You can see Sol de Mañana fumaroles in the following video (one that’s delightful to watch even though the rest of it doesn’t come anywhere near Pastos Grandes).

Those are often called geysers, but they’re really fumaroles.

Next week: Cerro Galan.

Featured image: Amazing Places On Our Planet (the video embedded above).


Best, M. G.; Christiansen, E. H.; de Silva, S.; and Lipman, P. W. 2016. Slab-rollback ignimbrite flareups in the southern Great Basin and other Cenozoic American arcs: A distinct style of arc volcanism. Geosphere, 12(4): 1097-1135.

Kaiser, J. F. 2014. Understanding large resurgent calderas and associated magma systems: the Pastos Grandes Caldera Complex, southwest Bolivia. (Abstract only)

Kaiser, J. F.; de Silva, S.; Schmitt, A. K.; Economos, R.; and Sunagua, M. 2017. Million-year melt–presence in monotonous intermediate magma for a volcanic–plutonic assemblage in the Central Andes: contrasting histories of crystal-rich and crystal-poor super-sized silicic magmas. Earth and Planetary Science Letters, 457: 73-86.

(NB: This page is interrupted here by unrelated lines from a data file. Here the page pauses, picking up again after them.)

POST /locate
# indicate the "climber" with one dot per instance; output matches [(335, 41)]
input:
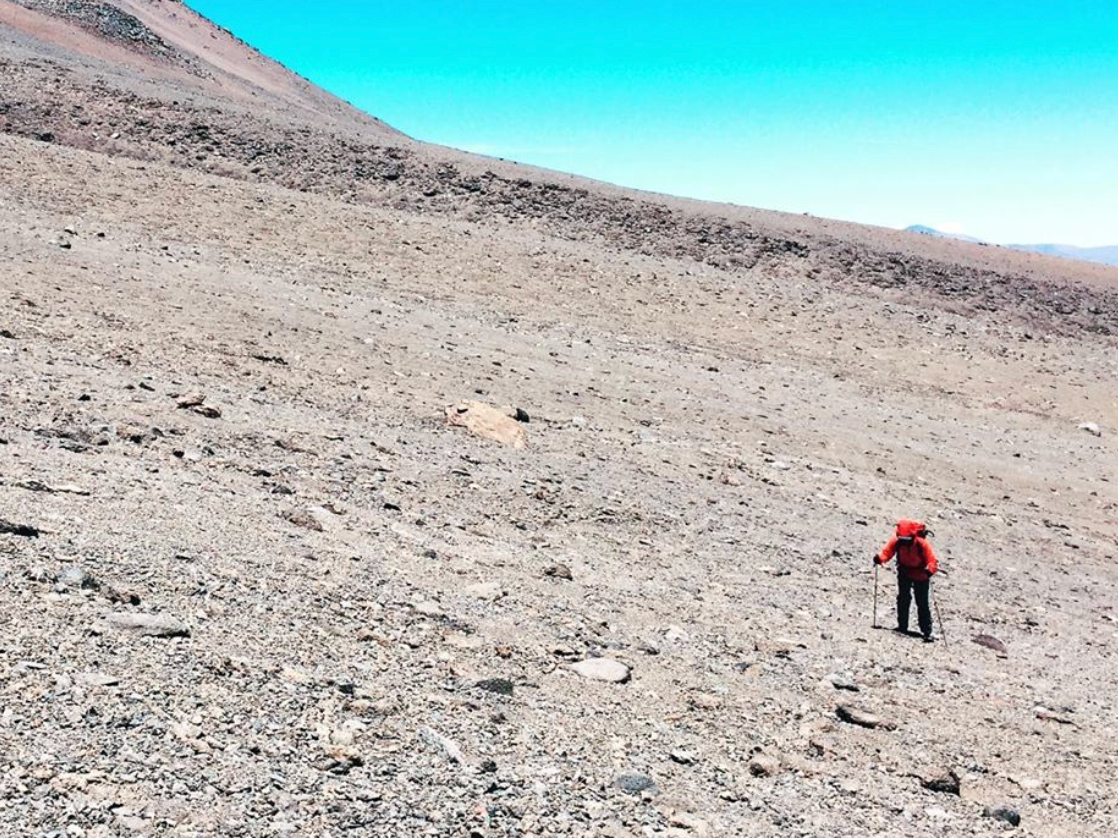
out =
[(916, 565)]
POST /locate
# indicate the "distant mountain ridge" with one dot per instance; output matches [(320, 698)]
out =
[(1107, 255)]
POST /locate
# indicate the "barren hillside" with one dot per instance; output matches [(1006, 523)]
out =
[(255, 583)]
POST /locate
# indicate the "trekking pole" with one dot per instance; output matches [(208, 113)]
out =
[(939, 616), (875, 565)]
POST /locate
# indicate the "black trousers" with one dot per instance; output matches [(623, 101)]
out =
[(906, 588)]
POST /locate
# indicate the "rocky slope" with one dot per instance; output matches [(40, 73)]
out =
[(254, 583)]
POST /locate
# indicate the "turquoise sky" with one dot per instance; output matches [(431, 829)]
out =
[(993, 117)]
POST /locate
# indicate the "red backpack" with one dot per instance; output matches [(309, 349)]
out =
[(908, 531)]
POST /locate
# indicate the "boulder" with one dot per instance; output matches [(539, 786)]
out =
[(1006, 813), (488, 422), (863, 719), (147, 625), (613, 672)]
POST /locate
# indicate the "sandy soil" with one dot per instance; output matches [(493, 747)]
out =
[(713, 453)]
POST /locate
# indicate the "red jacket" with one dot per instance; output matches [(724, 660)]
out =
[(916, 558)]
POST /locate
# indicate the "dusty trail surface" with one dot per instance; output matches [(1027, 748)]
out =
[(223, 406)]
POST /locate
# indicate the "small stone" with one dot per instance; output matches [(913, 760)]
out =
[(428, 608), (77, 578), (944, 781), (501, 686), (991, 643), (25, 531), (842, 682), (613, 672), (148, 625), (1006, 813), (559, 571), (190, 400), (304, 519), (635, 783), (706, 702), (862, 719), (490, 591), (764, 764), (40, 574), (442, 744)]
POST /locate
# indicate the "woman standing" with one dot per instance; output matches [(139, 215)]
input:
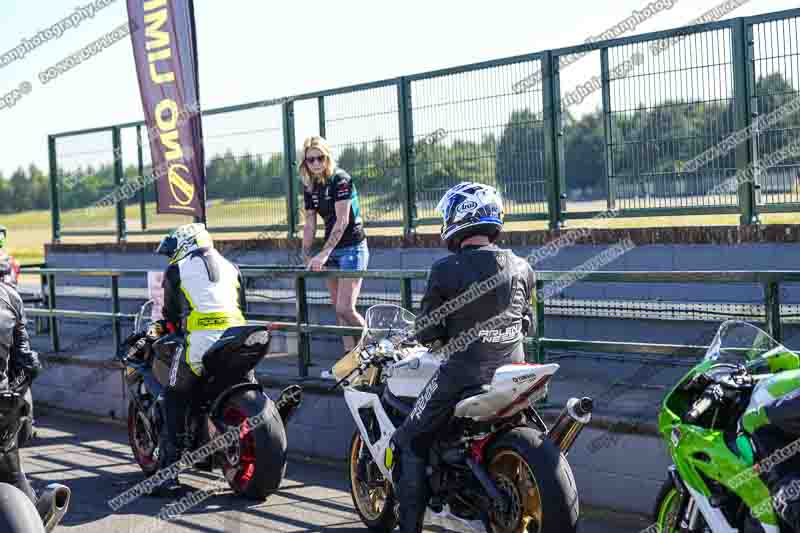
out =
[(330, 192)]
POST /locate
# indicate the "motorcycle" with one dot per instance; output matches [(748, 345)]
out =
[(17, 513), (496, 467), (254, 465), (717, 482)]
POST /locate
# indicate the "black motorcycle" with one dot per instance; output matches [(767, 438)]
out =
[(17, 513), (229, 397)]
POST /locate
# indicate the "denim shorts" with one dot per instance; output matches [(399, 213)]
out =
[(354, 257)]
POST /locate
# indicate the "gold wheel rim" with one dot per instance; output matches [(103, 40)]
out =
[(514, 478), (371, 501)]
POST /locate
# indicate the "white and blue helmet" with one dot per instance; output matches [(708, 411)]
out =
[(470, 209), (183, 241)]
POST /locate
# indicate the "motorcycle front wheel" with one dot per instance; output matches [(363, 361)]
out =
[(143, 444), (372, 494), (537, 480), (665, 514)]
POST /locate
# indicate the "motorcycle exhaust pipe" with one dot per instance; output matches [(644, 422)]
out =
[(53, 505), (287, 403), (569, 424)]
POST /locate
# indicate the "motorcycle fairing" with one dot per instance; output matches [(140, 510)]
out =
[(357, 401)]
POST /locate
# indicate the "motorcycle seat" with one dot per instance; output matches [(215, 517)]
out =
[(475, 391)]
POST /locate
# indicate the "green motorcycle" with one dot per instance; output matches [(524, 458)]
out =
[(730, 462)]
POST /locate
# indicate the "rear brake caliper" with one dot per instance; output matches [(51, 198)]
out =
[(233, 452)]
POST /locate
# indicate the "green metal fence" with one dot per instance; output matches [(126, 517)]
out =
[(771, 312), (664, 98)]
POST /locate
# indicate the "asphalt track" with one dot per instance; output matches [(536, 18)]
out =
[(95, 461)]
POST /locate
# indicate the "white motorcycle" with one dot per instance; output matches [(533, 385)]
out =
[(496, 467)]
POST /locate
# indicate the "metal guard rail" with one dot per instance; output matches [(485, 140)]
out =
[(769, 280)]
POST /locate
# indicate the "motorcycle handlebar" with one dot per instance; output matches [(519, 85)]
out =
[(709, 397)]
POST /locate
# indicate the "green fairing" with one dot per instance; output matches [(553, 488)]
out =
[(724, 465), (783, 361), (784, 383), (745, 449)]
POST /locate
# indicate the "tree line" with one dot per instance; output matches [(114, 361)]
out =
[(648, 146)]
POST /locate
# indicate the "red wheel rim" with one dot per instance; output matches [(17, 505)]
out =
[(144, 459), (246, 469)]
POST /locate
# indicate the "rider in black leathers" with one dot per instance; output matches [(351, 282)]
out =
[(473, 216), (17, 361)]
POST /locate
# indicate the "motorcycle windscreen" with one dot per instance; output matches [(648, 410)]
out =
[(350, 362)]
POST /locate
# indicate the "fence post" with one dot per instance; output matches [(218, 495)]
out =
[(289, 154), (303, 345), (553, 135), (746, 152), (115, 324), (55, 209), (540, 353), (772, 304), (140, 171), (122, 232), (406, 300), (321, 113), (407, 155), (611, 198), (51, 305)]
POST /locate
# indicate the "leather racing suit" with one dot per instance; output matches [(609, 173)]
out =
[(498, 344), (16, 356), (203, 296)]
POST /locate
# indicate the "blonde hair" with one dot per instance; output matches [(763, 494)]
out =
[(309, 180)]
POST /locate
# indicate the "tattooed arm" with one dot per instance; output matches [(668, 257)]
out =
[(309, 231), (310, 227), (342, 220)]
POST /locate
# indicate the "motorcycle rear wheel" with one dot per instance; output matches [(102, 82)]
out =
[(533, 473), (256, 465), (374, 500)]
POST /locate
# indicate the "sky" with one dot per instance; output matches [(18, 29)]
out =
[(257, 50)]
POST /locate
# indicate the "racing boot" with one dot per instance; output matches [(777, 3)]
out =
[(290, 399), (412, 492)]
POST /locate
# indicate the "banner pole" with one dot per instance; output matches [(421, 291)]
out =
[(204, 195)]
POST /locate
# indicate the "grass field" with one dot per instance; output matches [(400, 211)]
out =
[(30, 230)]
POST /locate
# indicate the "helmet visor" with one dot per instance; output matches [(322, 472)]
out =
[(167, 246)]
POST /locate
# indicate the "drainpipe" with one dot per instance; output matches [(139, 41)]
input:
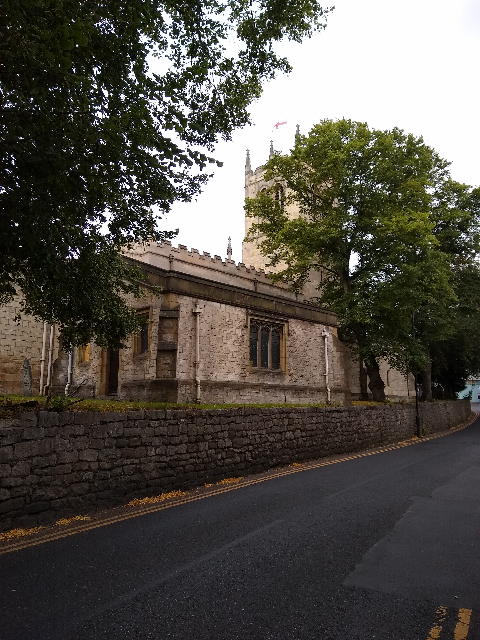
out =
[(325, 335), (42, 359), (197, 311), (69, 372), (50, 356)]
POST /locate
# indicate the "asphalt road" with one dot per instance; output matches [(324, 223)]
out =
[(379, 547)]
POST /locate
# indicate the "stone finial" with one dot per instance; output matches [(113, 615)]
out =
[(248, 166)]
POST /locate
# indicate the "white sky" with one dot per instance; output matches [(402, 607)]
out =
[(413, 64)]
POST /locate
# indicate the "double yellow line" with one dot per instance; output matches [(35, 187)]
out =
[(112, 518), (461, 629)]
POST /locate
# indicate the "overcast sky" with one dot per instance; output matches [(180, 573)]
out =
[(412, 64)]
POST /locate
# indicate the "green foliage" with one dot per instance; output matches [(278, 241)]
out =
[(382, 220), (97, 142), (457, 358)]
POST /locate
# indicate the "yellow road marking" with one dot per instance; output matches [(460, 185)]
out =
[(463, 624), (139, 511), (435, 631)]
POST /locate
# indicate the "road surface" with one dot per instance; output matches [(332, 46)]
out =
[(382, 546)]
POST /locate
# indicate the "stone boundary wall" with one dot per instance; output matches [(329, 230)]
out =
[(60, 464)]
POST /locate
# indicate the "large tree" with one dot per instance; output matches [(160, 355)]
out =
[(109, 110), (365, 201), (449, 333)]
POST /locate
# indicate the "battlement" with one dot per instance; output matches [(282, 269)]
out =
[(170, 258)]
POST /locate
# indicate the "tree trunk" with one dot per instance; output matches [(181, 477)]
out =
[(363, 381), (375, 384), (427, 383)]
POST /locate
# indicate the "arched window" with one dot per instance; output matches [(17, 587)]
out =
[(266, 340), (83, 353)]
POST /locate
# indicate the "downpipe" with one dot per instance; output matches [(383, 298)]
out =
[(197, 311), (42, 359), (325, 335)]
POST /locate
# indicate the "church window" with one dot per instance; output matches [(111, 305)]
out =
[(265, 344), (83, 353), (142, 337)]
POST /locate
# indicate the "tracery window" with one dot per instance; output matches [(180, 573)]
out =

Salisbury, M. J.; Jicha, B. R.; de Silva, S. L.; Singer, B. S.; Jiménez, and others. 2011. 40Ar/39Ar chronostratigraphy of Altiplano-Puna volcanic complex ignimbrites reveals the development of a major magmatic province. Bulletin, 123(5-6): 821-840.

de Silva, S. L.; Self, S.; Francis, P. W.; Drake, R. E.; and Carlos, R. R. 1994. Effusive silicic volcanism in the Central Andes: The Chao dacite and other young lavas of the Altiplano‐Puna Volcanic Complex. Journal of Geophysical Research: Solid Earth, 99(B9): 17805-17825.

de Silva, S.; Zandt, G.; Trumbull, R.; Viramonte, J. G.; and others. 2006. Large ignimbrite eruptions and volcano-tectonic depressions in the Central Andes: a thermomechanical perspective. Geological society, London, special publications, 269(1): 47-63.

de Silva, S. L., and Gosnold, W. D. 2007. Episodic construction of batholiths: Insights from the spatiotemporal development of an ignimbrite flare-up. Journal of Volcanology and Geothermal Research, 167(1-4): 320-335.

Watts, R. B.; de Silva, S. L.; de Rios, G. J.; and Croudace, I. 1999. Effusive eruption of viscous silicic magma triggered and driven by recharge: a case study of the Cerro Chascon-Runtu Jarita Dome Complex in Southwest Bolivia. Bulletin of Volcanology, 61(4): 241-264.